The disparity in healthcare access across the races is a topic that has been in existence for decades. America puts a number of efforts to curb this, the Affordable Care Act, being the latest. This paper seeks to:

  1. Evaluate the milestone covered by the Affordable Care Act to bright this disparity
  2. Establish some of the root causes, or historical injustices of that might have made the fight against this tendency too tough
  3. The comprehensive healthcare insurance policies among the minorities as compared to nonminority
  4. The relationship between tertiary education and the difference in access to healthcare by the minorities, basing on Latinos and blacks.

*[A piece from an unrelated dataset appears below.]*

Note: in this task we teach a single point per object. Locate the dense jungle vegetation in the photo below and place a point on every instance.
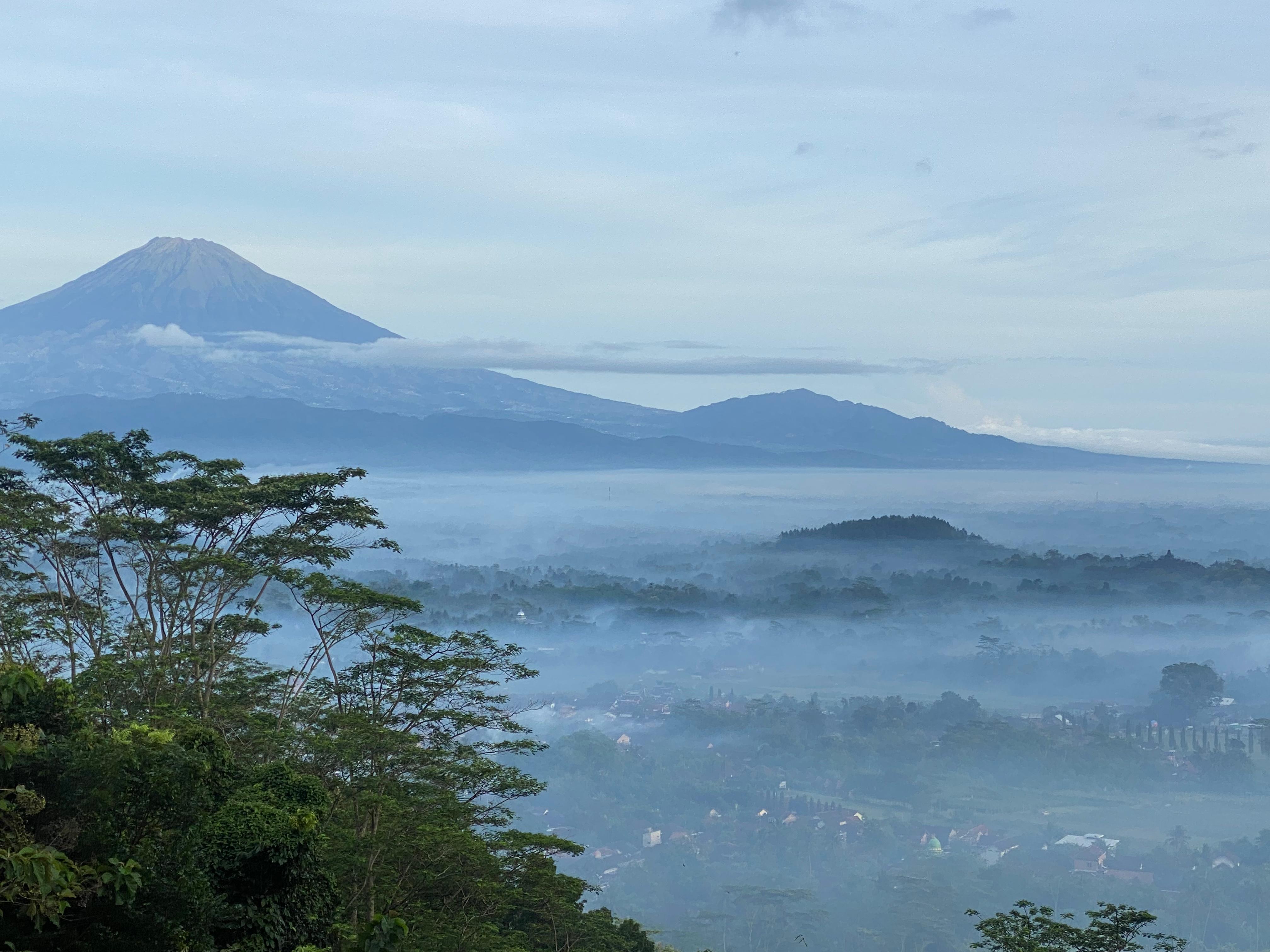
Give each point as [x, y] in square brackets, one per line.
[162, 790]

Preliminary literature review

Racial/ ethnic disparity in healthcare is an old topic that has attracted the attention of many scholars. All writings agree that minorities are on the receiving end healthcare discriminations, especially when it comes to affordability. According to Alberto et al. (np), healthcare insurance among children of Latinos, Blacks, and whites show a significant difference. Among the blacks or Latinos, the children were either poor to fair in terms of health while the children from white families were always better. The same research further exposed that children with parents who had higher education- from Asians and whites- were more likely to receive better healthcare than the ones whose parents had little or no tertiary education- Blacks and Latinos. This creates a delicate connection between parental education and the ease of access to healthcare. Egede (np) carried out a review of healthcare trends to establish the connection between race and healthcare access. He also concluded that The Institute of Medicine (IOM) made viable reports of the possibility of disparity in healthcare. In the year 2017, the National Academies of Sciences carried out an investigation to inform their statement on alleged racial discrimination in health. They investigated some of the things they considered the root causes of these differences. They expressed the same concern that despite the efforts that America is taking to bridge the gap that exists in healthcare, “racial and ethnic disparities are arguably the most obstinate inequities in health over time” (n.p). This translates to higher rates of chronic diseases among the minorities and consequently, higher morbidity. The infant mortality rate also rises as a result of this skewness in healthcare provision.

Methodology

This paper will entirely be conceptual research, which relies on the research done by other scholars to establish a trend that can inform a given conclusion. Several research articles exist in public libraries like PubMed and Google Scholar. They will form the basis of my research and thesis.